One of my favorite things to do is line the drawers of my pieces with paper. I like leaving that little surprise and knowing that the inside is pretty, too. After all, storage should be beautiful as well as functional, right? 

With a few dollars and some simple steps it's cheap and easy to add this detail. These are the steps I follow with lining a drawer with paper...
The supplies: craft glue, water, brush, and a jar with a lid for making/storing your glue mixture...
...a drawer...
...and the paper of your choice. I used the pages from a 1930's Farmer's Wife Magazine which I got at a garage sale for $1. I like the mellow tan of the paper. It coordinated nicely with the paint I was planning to use for the dresser. I also liked the combination of the print, the type/font, the graphics, and the black and white photos. And I loved the content of the magazine how it focused on farm life and women on the farm. To be a farm wife in the 1930's you needed grit and determination.
Step 1: Mixing the glue mixture. I find straight craft glue too thick for spreading and sealing with a brush so I thin it with water. Glob a whole bunch into your mixing container and add water by small amounts until it's thin enough to spread with a brush. Vague, I know. It's better to start a little thicker and add water if you find it's just not spreading smoothly. I used the handle of an old brush to stir. You could use a pre-made decoupage medium like Mod Podge, but I find that thinned-out craft glue works just as well for paper and it's cheaper. I save the Mod Podge to use when I'm working with fabric (more on that later).
Step 2: Dry fit the paper. I take the time to make a dry fit of the paper inside the drawer itself. You could just start gluing, but I want to be sure I have enough paper to finish the job so I like to plan it out a bit.
With each piece of paper I place it in the location I think it will fit, then crease it along the edges that I need to trim and tear it. No scissors here, baby. Just tear and go. I use small pieces and large. They end up vertical and horizontal and I don't mind tearing in the middle of a column or graphic.

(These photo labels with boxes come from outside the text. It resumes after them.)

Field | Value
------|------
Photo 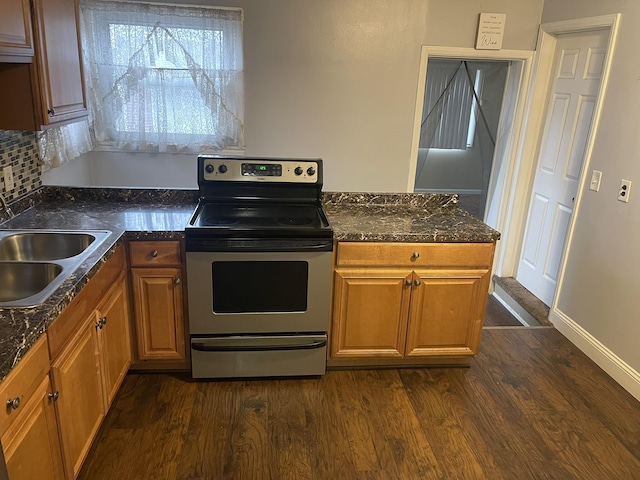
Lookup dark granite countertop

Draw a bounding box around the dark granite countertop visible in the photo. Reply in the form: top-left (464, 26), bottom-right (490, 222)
top-left (0, 187), bottom-right (500, 380)
top-left (323, 193), bottom-right (500, 243)
top-left (0, 187), bottom-right (197, 380)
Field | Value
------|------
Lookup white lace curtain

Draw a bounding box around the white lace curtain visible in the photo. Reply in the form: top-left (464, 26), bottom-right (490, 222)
top-left (38, 0), bottom-right (244, 168)
top-left (36, 120), bottom-right (93, 170)
top-left (80, 0), bottom-right (244, 152)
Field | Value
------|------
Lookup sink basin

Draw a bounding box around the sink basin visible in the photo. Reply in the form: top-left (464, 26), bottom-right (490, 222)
top-left (0, 232), bottom-right (96, 261)
top-left (0, 262), bottom-right (62, 302)
top-left (0, 229), bottom-right (111, 308)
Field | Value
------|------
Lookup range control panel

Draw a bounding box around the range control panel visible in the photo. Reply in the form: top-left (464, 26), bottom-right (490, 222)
top-left (200, 156), bottom-right (321, 183)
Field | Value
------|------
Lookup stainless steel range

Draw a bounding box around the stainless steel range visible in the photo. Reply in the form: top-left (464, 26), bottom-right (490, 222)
top-left (185, 155), bottom-right (333, 378)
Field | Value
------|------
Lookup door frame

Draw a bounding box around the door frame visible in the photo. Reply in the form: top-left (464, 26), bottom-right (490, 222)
top-left (504, 14), bottom-right (620, 308)
top-left (407, 45), bottom-right (535, 282)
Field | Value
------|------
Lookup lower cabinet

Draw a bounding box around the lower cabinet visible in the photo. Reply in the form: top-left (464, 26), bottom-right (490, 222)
top-left (48, 249), bottom-right (131, 479)
top-left (129, 240), bottom-right (189, 368)
top-left (328, 242), bottom-right (494, 366)
top-left (51, 316), bottom-right (106, 478)
top-left (0, 335), bottom-right (64, 480)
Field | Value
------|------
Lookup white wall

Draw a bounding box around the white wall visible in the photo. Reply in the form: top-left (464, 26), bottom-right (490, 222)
top-left (43, 0), bottom-right (543, 192)
top-left (542, 0), bottom-right (640, 386)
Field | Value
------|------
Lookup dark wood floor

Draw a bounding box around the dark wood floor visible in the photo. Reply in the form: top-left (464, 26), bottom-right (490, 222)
top-left (484, 295), bottom-right (524, 327)
top-left (80, 316), bottom-right (640, 480)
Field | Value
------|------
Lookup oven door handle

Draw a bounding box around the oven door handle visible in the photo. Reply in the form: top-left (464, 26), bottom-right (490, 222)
top-left (191, 339), bottom-right (327, 352)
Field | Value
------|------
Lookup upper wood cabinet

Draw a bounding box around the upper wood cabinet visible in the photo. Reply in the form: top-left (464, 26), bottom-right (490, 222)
top-left (329, 242), bottom-right (495, 366)
top-left (0, 0), bottom-right (33, 58)
top-left (0, 0), bottom-right (87, 131)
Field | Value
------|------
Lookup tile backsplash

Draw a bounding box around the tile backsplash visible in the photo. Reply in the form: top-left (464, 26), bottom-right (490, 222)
top-left (0, 130), bottom-right (42, 202)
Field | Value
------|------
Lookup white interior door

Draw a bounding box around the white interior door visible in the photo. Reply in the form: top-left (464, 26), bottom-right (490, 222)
top-left (516, 30), bottom-right (609, 305)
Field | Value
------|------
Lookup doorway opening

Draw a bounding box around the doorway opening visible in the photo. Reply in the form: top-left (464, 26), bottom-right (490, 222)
top-left (414, 58), bottom-right (510, 220)
top-left (407, 46), bottom-right (539, 328)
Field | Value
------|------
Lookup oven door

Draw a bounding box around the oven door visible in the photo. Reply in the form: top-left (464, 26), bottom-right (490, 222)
top-left (186, 251), bottom-right (333, 335)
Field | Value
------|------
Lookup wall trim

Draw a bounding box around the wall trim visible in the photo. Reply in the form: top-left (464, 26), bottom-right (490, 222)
top-left (549, 308), bottom-right (640, 401)
top-left (415, 188), bottom-right (482, 195)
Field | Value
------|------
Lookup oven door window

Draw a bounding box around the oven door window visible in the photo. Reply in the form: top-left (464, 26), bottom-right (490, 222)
top-left (211, 261), bottom-right (309, 313)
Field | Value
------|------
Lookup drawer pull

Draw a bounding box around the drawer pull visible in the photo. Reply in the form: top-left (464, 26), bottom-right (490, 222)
top-left (7, 397), bottom-right (20, 410)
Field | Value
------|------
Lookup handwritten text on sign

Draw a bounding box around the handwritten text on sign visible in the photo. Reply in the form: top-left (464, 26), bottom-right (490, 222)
top-left (476, 13), bottom-right (507, 50)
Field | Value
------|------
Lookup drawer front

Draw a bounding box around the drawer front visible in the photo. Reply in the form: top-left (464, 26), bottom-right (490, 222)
top-left (336, 242), bottom-right (495, 268)
top-left (129, 240), bottom-right (181, 267)
top-left (0, 334), bottom-right (49, 436)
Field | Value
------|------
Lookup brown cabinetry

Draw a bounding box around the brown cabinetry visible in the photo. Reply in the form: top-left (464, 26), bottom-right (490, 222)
top-left (0, 335), bottom-right (63, 480)
top-left (0, 0), bottom-right (33, 58)
top-left (0, 0), bottom-right (87, 130)
top-left (329, 242), bottom-right (494, 365)
top-left (49, 248), bottom-right (131, 478)
top-left (129, 240), bottom-right (188, 368)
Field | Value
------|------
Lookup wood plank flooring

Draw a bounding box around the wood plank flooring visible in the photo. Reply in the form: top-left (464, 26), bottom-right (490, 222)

This is what the entire drawer looks like dry fit. Notice there is a little spot that isn't covered. That's ok. I'll get that as I'm gluing. 
Step 3: Move the paper out and to the side to expose the base of the drawer. This doesn't need to be an exact representation of the dry fit, but enough to give you an idea of where things go.

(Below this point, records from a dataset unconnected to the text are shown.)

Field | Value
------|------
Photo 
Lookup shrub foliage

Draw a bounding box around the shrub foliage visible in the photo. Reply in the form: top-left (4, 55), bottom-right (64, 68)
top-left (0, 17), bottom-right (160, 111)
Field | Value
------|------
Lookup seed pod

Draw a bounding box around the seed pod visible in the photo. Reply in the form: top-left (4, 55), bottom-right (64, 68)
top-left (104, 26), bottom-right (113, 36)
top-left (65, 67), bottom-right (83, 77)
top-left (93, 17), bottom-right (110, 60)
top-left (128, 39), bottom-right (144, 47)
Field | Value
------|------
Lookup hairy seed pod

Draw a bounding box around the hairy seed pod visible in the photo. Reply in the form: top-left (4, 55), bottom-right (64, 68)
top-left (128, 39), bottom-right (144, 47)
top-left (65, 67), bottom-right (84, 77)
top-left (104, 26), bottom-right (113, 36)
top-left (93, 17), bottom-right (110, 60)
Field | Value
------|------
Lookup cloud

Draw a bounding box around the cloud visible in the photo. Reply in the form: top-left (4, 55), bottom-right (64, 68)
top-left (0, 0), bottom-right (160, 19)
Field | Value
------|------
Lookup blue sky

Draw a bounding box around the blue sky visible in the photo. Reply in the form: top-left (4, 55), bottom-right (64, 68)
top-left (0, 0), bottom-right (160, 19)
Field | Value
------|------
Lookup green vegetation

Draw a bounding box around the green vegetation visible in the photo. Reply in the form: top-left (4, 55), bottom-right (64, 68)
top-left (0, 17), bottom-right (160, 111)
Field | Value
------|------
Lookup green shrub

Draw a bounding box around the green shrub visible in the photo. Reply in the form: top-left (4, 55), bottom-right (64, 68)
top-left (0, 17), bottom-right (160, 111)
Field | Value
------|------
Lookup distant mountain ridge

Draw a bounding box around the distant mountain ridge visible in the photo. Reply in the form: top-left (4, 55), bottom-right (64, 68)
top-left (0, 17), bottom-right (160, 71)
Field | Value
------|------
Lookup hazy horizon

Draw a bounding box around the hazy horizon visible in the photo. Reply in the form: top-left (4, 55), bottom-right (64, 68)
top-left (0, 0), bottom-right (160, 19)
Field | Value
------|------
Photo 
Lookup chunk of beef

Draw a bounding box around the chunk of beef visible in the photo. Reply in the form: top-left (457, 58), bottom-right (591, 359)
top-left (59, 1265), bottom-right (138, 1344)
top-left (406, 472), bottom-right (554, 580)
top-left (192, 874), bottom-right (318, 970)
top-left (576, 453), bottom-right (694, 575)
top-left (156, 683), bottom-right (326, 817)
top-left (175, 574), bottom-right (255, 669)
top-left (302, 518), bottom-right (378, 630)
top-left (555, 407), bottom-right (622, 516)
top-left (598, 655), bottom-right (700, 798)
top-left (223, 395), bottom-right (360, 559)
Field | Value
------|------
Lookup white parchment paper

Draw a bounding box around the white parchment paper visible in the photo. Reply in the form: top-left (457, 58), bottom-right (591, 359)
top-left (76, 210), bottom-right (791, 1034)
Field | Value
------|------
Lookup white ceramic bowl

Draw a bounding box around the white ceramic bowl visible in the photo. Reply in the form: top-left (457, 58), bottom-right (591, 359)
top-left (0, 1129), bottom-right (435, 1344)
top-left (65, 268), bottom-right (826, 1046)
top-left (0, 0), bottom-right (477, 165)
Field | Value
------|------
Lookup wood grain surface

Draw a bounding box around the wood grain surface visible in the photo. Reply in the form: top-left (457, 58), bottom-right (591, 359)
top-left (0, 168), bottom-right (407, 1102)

Step 4: Coat the base of your drawer with the glue mixture. This is where you'll discover if the mixture is too thick or thin. Add additional glue or water to suit your taste. I do small sections at a time--maybe a quarter of the drawer.
Step 5: begin laying the paper. I like to start in a corner. You'll notice I got glue up on the sides of the drawer. This won't matter because I planned to cover the sides too. If you'll only be covering the base, you might be mindful of this. The glue could darken the sides after it dries and look messy.
Step 6: Smooth the paper. I use the brush to smooth my paper and make sure it is flat and has full contact with the entire base. When you do this you ensure that the overlapping edges of the next piece will be glued down. You are also adding a top coat.
Step 7: Choose your next piece of paper, place it and smooth it down with the brush. Repeat until the entire drawer is covered. For any little spots that may have been left uncovered, just tear a bit of paper and glue it in its spot. I don't generally have problems with bubbles or wrinkles when working with smaller pieces like I do. Large sheets can be trickier. If you get a bubble or wrinkle you can gently lift the piece and re-position it.
Final Step: brush a final coat of glue over everything. Be sure nothing was missed. If you desire, you can let it all dry and add a final coat. The final product, when completely dry, should be smooth and not tacky. You'll be able to give it a light wiping down with a damp cloth, if needed.
I don't always cover the sides of the drawer. It just depends on the drawer and if I like the look of it when I open it. This one needed the insides and outsides and back. 
Follow these instructions when lining with paper. I use a slightly different method when using fabric which I'll share another time.